De heer Franssen fokt nu 15 jaar paarden en is al jaren een fervent aanhanger van schoonheid en ras. Zijn fokkerij, welke gestoeld is op het bloed van de hengsten Amor, Hurricane (Abgar XX) en Cadmus XX, is voornamelijk gericht op de dressuursport. Het duidelijkst getuigt hier- van het eigen fokprodukt waarmee dochter Anne geselecteerd is voor de Young Riders klasse Z2.
Uitert
De heer van Uitert wil zich beperken tot het strikt zakelijke, geen poespas. Nee hij heeft geen enkele voorkeur voor Trakehners, voor geen enkel ras of voor welke fokkerij dan ook. Hij heeft, als ieder jaar, een aantal veulens gekocht voor de opfok welke uit de meest uiteenlopende fokkerijen afkomstig zijn. Nederlandse, maar ook Duitse en Franse. Zijn maatstaf is een goed paard en dat is tegenwoordig al moeilijk genoeg te vinden, nu iedereen daar naar op zoek is. Je vervolgens ook nog op één soort concentreren maakt het zoeken alleen maar gecompliceerder.
Verder moet een vakman proberen de markt of mode, noem het zoals je wilt, voor te zijn. Hengstenhouder zijn in Nederland vergt bijzonder veel inzicht, hard werken en een dosis geluk. Tiek Uitert zegt zelf “Het gaat op het ogenblik wat beter dan het geweest is. Er worden weer wat meer merries gedekt. De goede fokkers in Nederland zoeken naar iets nieuws en daar gaan ze met hun topmerries naar toe”. Ik ben het met de stelling van goede fokkers niet eens, geloof meer dat de fokkers door een vreemde golfbeweging steeds weer gedwongen zijn om iets nieuws te proberen en dat daarom de prijzen zo hoog zijn voor een nieuwe veelbelovende hengst. Een vicieuze cirkel die moeilijk te doorbreken is zolang ze niet wetenschappelijk en op nuchtere wijze wordt geanalyseerd en ontmythologiseerd.

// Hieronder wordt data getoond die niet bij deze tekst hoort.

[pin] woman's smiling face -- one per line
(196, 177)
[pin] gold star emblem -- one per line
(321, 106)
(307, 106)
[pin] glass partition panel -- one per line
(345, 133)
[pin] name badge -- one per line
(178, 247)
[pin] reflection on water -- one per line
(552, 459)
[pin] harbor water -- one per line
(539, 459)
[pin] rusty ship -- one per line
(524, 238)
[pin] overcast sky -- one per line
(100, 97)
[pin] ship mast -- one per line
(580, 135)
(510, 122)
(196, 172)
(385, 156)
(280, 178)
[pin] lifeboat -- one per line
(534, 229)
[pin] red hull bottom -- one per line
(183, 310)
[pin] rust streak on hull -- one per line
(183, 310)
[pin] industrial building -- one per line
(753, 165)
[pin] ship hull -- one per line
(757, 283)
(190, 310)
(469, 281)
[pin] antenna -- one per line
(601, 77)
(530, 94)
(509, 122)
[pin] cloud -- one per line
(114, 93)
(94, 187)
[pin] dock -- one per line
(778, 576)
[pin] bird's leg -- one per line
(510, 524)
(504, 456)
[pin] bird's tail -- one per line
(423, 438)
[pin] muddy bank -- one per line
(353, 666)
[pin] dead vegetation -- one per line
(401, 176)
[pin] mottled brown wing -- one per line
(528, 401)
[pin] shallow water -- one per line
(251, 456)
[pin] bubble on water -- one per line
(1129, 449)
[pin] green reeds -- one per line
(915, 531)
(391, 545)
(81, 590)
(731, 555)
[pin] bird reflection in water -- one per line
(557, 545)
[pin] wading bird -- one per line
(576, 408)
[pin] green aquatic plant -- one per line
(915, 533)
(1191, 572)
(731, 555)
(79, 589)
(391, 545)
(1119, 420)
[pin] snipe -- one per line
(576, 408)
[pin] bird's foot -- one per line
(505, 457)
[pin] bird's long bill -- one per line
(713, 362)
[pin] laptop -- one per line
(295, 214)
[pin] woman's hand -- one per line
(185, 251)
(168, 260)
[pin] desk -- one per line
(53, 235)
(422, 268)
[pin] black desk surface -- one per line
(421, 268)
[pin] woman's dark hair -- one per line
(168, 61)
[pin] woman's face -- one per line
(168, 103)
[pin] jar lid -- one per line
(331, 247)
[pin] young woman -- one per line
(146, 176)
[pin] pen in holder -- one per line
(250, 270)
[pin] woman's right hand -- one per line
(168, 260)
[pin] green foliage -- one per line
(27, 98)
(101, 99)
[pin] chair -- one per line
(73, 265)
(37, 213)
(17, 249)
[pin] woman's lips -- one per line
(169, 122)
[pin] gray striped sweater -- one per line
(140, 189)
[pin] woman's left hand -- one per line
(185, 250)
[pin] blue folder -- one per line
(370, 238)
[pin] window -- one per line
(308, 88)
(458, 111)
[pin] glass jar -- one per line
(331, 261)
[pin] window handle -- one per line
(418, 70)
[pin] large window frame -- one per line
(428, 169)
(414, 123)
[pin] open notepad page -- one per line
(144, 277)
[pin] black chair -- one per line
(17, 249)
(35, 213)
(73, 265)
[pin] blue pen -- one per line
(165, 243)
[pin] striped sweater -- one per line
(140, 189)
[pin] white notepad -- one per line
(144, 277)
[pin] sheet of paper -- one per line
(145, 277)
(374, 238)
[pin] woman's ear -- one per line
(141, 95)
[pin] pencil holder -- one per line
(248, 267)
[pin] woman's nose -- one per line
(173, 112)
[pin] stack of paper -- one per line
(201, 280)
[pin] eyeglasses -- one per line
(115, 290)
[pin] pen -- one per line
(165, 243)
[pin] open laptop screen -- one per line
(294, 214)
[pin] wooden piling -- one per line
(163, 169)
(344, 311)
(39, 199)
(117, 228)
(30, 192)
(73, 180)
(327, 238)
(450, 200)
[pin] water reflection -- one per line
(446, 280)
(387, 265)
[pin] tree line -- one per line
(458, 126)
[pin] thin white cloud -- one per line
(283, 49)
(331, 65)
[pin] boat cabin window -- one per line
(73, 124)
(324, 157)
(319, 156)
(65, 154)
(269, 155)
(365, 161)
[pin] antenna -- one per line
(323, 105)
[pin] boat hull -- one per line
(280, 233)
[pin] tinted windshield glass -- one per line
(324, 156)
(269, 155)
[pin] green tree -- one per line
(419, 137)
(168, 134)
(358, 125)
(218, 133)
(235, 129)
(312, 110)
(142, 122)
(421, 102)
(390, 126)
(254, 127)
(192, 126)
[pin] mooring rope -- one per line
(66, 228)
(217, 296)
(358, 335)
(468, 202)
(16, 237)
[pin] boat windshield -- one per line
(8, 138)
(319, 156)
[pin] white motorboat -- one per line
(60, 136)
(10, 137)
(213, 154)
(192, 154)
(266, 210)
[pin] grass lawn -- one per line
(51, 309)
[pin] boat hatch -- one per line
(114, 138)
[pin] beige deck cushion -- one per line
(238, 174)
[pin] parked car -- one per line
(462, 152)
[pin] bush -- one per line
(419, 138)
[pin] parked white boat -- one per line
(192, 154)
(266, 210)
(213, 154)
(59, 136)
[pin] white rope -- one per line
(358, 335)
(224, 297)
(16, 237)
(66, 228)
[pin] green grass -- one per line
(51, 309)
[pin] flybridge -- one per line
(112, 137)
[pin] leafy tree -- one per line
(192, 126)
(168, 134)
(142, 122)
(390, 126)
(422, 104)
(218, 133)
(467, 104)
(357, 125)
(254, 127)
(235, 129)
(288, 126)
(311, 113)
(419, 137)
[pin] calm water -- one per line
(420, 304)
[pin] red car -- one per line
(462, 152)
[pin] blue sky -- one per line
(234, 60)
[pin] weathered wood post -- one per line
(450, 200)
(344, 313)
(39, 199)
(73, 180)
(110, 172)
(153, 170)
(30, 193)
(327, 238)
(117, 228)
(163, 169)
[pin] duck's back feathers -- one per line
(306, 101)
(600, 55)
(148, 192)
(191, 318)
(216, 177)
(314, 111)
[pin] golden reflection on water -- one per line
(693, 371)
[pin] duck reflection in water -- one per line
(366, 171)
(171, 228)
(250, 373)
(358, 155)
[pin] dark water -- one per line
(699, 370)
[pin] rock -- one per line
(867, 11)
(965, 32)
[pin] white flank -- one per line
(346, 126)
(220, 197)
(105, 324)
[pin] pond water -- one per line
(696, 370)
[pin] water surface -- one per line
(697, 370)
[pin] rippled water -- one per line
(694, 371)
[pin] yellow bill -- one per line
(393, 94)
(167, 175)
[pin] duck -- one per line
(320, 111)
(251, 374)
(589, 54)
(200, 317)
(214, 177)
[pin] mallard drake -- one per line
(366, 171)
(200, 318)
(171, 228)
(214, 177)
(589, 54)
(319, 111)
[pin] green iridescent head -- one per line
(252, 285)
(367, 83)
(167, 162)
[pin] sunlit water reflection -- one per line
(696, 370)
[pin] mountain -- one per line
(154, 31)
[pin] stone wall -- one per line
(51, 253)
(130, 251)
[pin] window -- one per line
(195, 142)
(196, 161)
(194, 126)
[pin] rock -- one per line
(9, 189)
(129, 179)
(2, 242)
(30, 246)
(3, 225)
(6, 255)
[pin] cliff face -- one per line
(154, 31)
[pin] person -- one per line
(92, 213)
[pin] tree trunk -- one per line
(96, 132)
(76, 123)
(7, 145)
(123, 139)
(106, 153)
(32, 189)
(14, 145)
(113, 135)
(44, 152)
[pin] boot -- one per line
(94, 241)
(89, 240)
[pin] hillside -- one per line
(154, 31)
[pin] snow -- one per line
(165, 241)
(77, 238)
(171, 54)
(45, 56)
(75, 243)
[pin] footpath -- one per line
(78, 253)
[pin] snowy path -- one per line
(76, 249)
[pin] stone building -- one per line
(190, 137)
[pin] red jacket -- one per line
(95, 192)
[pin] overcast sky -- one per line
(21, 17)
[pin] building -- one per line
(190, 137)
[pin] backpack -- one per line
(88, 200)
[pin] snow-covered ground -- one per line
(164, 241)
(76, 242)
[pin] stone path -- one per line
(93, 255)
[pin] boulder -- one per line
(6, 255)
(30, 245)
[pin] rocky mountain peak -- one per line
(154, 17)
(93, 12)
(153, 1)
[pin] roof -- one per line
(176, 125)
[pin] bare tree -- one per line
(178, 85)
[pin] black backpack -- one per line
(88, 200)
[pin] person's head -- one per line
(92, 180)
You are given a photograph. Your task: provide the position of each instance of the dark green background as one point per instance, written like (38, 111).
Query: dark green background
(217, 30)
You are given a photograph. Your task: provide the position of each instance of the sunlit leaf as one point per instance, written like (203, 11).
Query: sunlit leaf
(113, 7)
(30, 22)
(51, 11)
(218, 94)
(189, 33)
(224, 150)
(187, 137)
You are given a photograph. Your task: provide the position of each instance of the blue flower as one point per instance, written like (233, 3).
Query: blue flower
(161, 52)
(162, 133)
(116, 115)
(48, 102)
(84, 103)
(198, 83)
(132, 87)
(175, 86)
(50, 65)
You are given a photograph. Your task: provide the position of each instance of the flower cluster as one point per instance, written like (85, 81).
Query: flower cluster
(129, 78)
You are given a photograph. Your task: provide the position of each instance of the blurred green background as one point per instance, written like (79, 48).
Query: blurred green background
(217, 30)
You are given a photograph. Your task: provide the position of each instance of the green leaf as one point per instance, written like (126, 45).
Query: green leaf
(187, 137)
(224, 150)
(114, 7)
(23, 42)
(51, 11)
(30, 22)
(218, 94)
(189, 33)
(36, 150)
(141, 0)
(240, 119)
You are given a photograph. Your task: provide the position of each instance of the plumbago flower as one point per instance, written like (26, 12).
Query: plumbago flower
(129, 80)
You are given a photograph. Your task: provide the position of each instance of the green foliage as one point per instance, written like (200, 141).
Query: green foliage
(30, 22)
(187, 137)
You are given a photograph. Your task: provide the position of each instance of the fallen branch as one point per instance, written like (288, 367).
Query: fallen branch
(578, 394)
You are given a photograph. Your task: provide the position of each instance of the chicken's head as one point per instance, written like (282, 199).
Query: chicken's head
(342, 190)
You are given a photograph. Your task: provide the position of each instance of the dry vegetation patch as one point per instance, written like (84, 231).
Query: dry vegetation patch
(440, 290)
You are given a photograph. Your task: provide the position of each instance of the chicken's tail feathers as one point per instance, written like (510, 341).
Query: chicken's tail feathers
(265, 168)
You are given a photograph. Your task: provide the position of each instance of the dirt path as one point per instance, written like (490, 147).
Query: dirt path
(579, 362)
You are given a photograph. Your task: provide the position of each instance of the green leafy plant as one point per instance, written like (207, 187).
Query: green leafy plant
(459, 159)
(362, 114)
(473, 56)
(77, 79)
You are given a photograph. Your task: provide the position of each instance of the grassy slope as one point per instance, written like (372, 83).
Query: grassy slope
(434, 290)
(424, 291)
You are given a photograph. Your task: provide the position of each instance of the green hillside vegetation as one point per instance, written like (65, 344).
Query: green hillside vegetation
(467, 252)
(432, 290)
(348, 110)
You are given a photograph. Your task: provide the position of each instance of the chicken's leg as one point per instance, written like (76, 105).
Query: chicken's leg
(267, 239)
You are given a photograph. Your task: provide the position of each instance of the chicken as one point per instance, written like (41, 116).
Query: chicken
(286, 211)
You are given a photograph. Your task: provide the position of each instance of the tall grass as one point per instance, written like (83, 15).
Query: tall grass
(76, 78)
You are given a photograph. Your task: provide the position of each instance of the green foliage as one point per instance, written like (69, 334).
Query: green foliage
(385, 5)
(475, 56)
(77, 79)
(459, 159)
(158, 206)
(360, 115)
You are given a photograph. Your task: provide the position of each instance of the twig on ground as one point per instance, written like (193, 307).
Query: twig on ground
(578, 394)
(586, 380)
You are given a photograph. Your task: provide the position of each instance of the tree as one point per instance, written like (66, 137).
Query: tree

De heer Uitert onderschrijft deze zienswijze ten dele, vindt ook dat een nieuwe of jonge hengst niet meer dan 50 liefst jonge merries zou mogen dekken, het zou in ieder geval wat adem scheppen in de krankzinnige race die al tijden aan de gang is en die hengsten heilig verklaart voordat ze iets bewezen hebben.
Maar als hengstenhouder ben je er onontkoombaar aan gebonden, wil je mee draai- en. Daarom worden er zulke exorbitant hoge prijzen betaald voor een hengst die een toekomstbelofte in zich draagt. Omdat de dekprijs dan navenant kan zijn en de hengst het dekboekje toch waarschijnlijk wel volmaakt en zo zichzelf niet alleen terugverdient, maar daarna ook winst gaat opleveren. Dat is ook hier het uitgangspunt want we hebben hier duidelijk niet met twee mannen te doen die uit liefde voor de schoonheid van de Trakehner zo maar even de buidel opengetrokken hebben. De heer Van Uitert zag dat de tijd rijp was; de vraag naar een rastypische Trakehner hengst groeiende. Zag op de Nederlandse keuringen dat ter faveure van het springbloed, het exterieur en de beweging er niet op vooruit gingen.
Kennismaking
Zo kwam het dat de heren in 1988 in Neumünster op de tribune zaten met- alleen wat zakgeld bij zich. Ze kochten desondanks op de veiling de hengst Balzflug die niet aan de KWPN commissie was voorgesteld. “We kochten de hengst omdat we onder de indruk waren van zijn exterieur en vooral zijn geweldige bewegingsmechanisme, de elastiek die hij heeft”, zegt Van Uitert, hij vult aan; “Wij kwamen eigenlijk alleen om ons te oriënteren en eventueel het volgend jaar een hengst voor de Nederlandse markt te kopen. De hengsten die door het KWPN werden aangewezen waren niet te koop_of veel te duur. We kochten Balzflug met het idee om hem voor te brengen of er anders een super sportpaard van over te kunnen houden. Dat was gerechtvaardigd voor die prijs”. Insiders die aanwezig waren en zagen dat de hengst naar Nederland ging voorspelden hem een succesvolle toekomst. Het is een hengst die erg aansluit bij de Nederlandse smaak, hij heeft daarnaast zijn kleur en optreden mee. Na de KWPN-hengstenkeuring van 1989 bleek dat vermoeden bewaarheid. Balzflug werd door vriend en vijand van Trakehners bejubeld als de beste ‘buitenlander’ op de Nederlandse hengstenkeuring. De teleurstelling bij menig paardenfokker was dan ook erg groot toen hij niet in staat bleek het vereiste sperma percentage per sprong te kunnen produceren.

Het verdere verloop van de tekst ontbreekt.